Estudios recientes sugieren que otro invierno seco podría dejar los lagos Mead y Powell, los dos embalses más grandes del país, casi secos. Este otoño, los niveles de agua podrían caer tan bajo en el lago Powell que la presa Glen Canyon ya no pueda generar energía hidroeléctrica. En ese punto, el agua solo puede pasar la presa a través de cuatro conductos inferiores, pero el uso sostenido de esas tuberías podría dañar la presa. Si los niveles bajan mucho más, el lago podría alcanzar el "punto muerto", donde la presa no puede liberar agua río abajo en absoluto.
Cameron dejó una pequeña esperanza: "Por cierto, si estalla la paz y tenemos un acuerdo de siete estados sobre algo dentro de un año y medio, o cuatro años y medio, estaremos encantados de tomar ese acuerdo y que sustituya este marco de 10 años".
Becky Mitchell, negociadora de Colorado, dijo que negociar cada dos años bajo el marco federal será increíblemente desafiante. Le preocupa cómo las comunidades pueden financiar y planificar proyectos con incertidumbre constante, y que las negociaciones en curso afiancen teorías legales contrapuestas, lo que llevaría a litigios prolongados. "Los abogados se harán ricos", dijo Mitchell, pero "aún tenemos que descubrir cómo trabajar con un río que produce menos de lo que planeamos".

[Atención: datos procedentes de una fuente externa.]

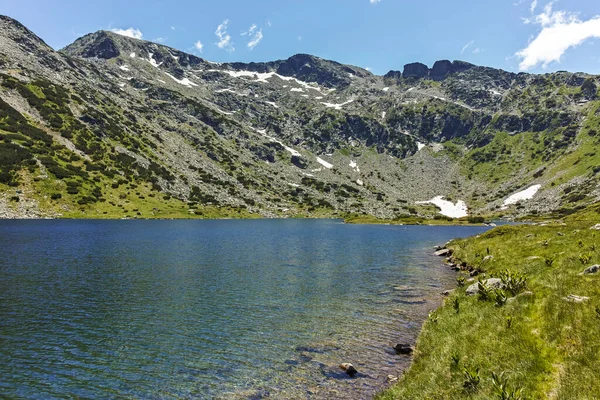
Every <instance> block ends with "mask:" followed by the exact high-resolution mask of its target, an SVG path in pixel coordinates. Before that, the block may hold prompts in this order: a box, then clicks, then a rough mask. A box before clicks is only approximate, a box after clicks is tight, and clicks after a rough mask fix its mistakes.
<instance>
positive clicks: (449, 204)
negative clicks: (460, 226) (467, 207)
mask: <svg viewBox="0 0 600 400" xmlns="http://www.w3.org/2000/svg"><path fill="white" fill-rule="evenodd" d="M416 204H433V205H435V206H437V207H439V208H440V210H441V211H440V214H442V215H445V216H447V217H450V218H462V217H466V216H467V215H469V213H468V212H467V204H466V203H465V202H464V201H462V200H458V201H457V202H456V204H454V203H452V202H451V201H448V200H444V196H437V197H434V198H433V199H431V200H427V201H417V202H416Z"/></svg>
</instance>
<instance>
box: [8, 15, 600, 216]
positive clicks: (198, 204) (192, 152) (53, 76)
mask: <svg viewBox="0 0 600 400" xmlns="http://www.w3.org/2000/svg"><path fill="white" fill-rule="evenodd" d="M0 28H1V29H0V32H1V33H0V85H1V86H0V99H1V100H2V102H1V103H0V105H1V106H2V107H1V110H0V111H1V112H2V114H1V116H0V121H1V122H0V169H1V170H0V192H2V193H4V195H3V197H2V198H1V199H0V202H1V201H3V202H4V203H3V204H6V202H9V203H10V202H11V201H14V202H15V203H17V200H15V198H17V199H18V204H20V205H21V206H22V205H23V204H26V202H27V201H32V203H31V204H34V205H33V206H32V208H36V209H38V211H39V213H38V214H39V215H42V214H43V213H44V212H45V213H49V214H51V215H58V214H63V215H82V214H83V215H92V216H95V215H98V213H100V215H102V214H104V213H106V214H104V215H110V216H114V215H120V214H122V215H123V216H134V215H137V213H140V215H141V216H147V214H146V212H150V211H148V210H152V211H151V212H152V213H153V214H155V215H160V208H161V207H163V206H164V205H163V204H166V203H168V204H170V206H171V207H172V208H181V209H183V210H184V211H185V212H198V213H200V212H203V211H202V210H206V209H208V208H210V207H218V208H220V209H227V210H230V211H231V212H233V213H234V214H235V213H238V214H241V215H246V213H254V214H260V215H263V216H291V215H298V214H300V215H323V216H336V215H337V216H343V215H345V214H346V213H365V214H372V215H376V216H379V217H385V218H394V217H400V216H402V215H407V214H411V213H412V214H414V213H420V214H423V215H430V216H433V215H435V214H436V213H437V211H436V209H435V208H432V207H428V206H422V205H417V204H416V202H417V201H419V200H421V201H422V200H429V199H431V198H433V197H435V196H439V195H443V196H446V197H447V198H450V199H452V200H453V201H457V200H464V201H466V202H467V204H468V206H469V207H470V213H472V214H473V213H477V212H479V211H485V212H489V211H493V210H495V209H497V208H499V207H500V206H501V205H502V201H503V199H504V198H505V197H506V196H508V195H509V194H510V193H511V192H512V191H517V190H519V189H522V188H523V187H525V186H527V185H529V184H533V183H543V186H542V190H541V191H540V193H539V194H538V195H536V197H535V198H534V199H532V200H531V201H529V202H526V203H523V204H521V205H519V207H520V208H515V207H514V206H512V208H509V209H508V210H507V211H503V212H512V213H525V212H529V211H538V212H540V211H541V212H543V211H548V210H552V209H558V208H565V207H564V198H565V196H567V194H566V193H564V191H565V190H568V188H570V187H571V186H574V185H575V184H581V183H582V182H585V185H586V186H585V187H586V189H585V193H582V194H581V195H580V196H578V197H573V196H572V194H570V192H572V190H571V191H569V194H568V195H569V196H571V200H576V201H575V202H572V203H573V204H572V205H571V206H569V207H577V206H578V205H580V204H583V203H585V202H590V201H593V200H594V199H596V198H597V197H598V193H597V192H598V188H597V183H598V171H595V170H594V168H593V165H592V164H593V163H594V161H593V160H596V159H597V158H596V157H597V156H596V154H595V152H594V151H595V148H596V147H597V143H596V142H595V140H596V137H595V136H594V135H593V134H590V132H593V131H594V129H595V126H596V125H597V124H598V122H597V119H598V117H597V112H596V110H597V109H598V107H599V104H598V101H597V83H598V78H597V77H594V76H588V75H585V74H569V73H557V74H547V75H543V76H536V75H528V74H513V73H508V72H505V71H500V70H495V69H491V68H485V67H478V66H474V65H471V64H468V63H464V62H460V61H454V62H450V61H438V62H436V63H435V64H434V65H433V67H432V68H431V69H430V68H429V67H427V66H425V65H424V64H419V63H415V64H408V65H406V66H405V67H404V70H403V72H402V73H400V72H394V71H391V72H390V73H388V74H386V75H385V76H383V77H381V76H375V75H373V74H371V73H370V72H368V71H366V70H364V69H361V68H358V67H353V66H348V65H342V64H339V63H336V62H333V61H328V60H323V59H321V58H318V57H315V56H311V55H306V54H298V55H295V56H292V57H290V58H289V59H287V60H279V61H273V62H267V63H249V64H244V63H229V64H217V63H211V62H209V61H206V60H203V59H201V58H199V57H195V56H193V55H190V54H186V53H183V52H181V51H179V50H176V49H173V48H170V47H167V46H163V45H159V44H156V43H151V42H147V41H143V40H136V39H131V38H127V37H123V36H119V35H116V34H114V33H112V32H104V31H100V32H96V33H93V34H89V35H86V36H84V37H82V38H80V39H78V40H77V41H75V42H74V43H73V44H72V45H70V46H68V47H67V48H65V49H63V50H61V51H60V52H56V51H54V50H53V49H51V48H49V47H48V46H47V45H45V44H44V42H43V41H42V40H40V39H39V38H37V37H36V36H35V35H34V34H33V33H31V32H30V31H28V30H27V29H26V28H24V27H23V26H22V25H21V24H19V23H18V22H16V21H14V20H11V19H10V18H7V17H2V18H0ZM505 135H508V136H506V137H505ZM509 142H510V143H512V144H510V147H511V148H510V149H508V148H507V147H506V144H507V143H509ZM503 143H504V145H503ZM517 143H518V145H517ZM503 146H504V147H503ZM509 150H510V151H509ZM494 152H495V153H494ZM592 153H593V154H594V155H593V156H590V155H589V154H592ZM579 154H580V155H581V157H582V160H584V161H580V162H578V163H577V164H573V162H574V161H569V162H571V165H569V166H568V168H567V167H565V168H567V170H568V171H569V173H565V168H562V167H563V163H564V162H566V161H565V160H567V159H569V160H571V159H574V157H575V158H576V157H577V155H579ZM585 154H588V156H587V158H585V157H584V155H585ZM590 157H591V159H592V161H590ZM3 160H4V161H3ZM597 164H598V163H597ZM597 164H596V165H597ZM502 166H506V167H505V169H502V168H503V167H502ZM509 167H510V168H509ZM511 168H512V169H511ZM540 171H541V172H540ZM571 171H572V173H571ZM594 171H595V172H594ZM486 174H487V175H490V176H491V178H490V176H486ZM17 190H18V191H19V193H17V194H16V195H11V193H13V194H14V193H16V192H15V191H17ZM2 199H3V200H2ZM11 199H12V200H11ZM165 199H167V200H165ZM9 205H10V204H9ZM15 206H16V205H15ZM164 207H166V206H164ZM9 208H10V207H9ZM13 208H14V207H13ZM134 210H137V211H134ZM40 213H41V214H40Z"/></svg>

John Entsminger, gerente general de la Autoridad del Agua del Sur de Nevada y negociador principal de Nevada, coincidió en que un nuevo plan cada dos años "no es un buen plan". Se opuso menos a los litigios, pero reconoció que las demandas serían largas. "Si los siete estados no pueden ponerse de acuerdo sobre lo que es la Ley del Río, entonces no sé si son los tribunales federales, no sé si es el Congreso, no sé quién es, pero un grupo diferente de humanos tomará las decisiones", dijo.
Carlos de la Parra, asesor durante anteriores negociaciones entre Estados Unidos y México, señaló que la incertidumbre es el mayor enemigo de la planificación.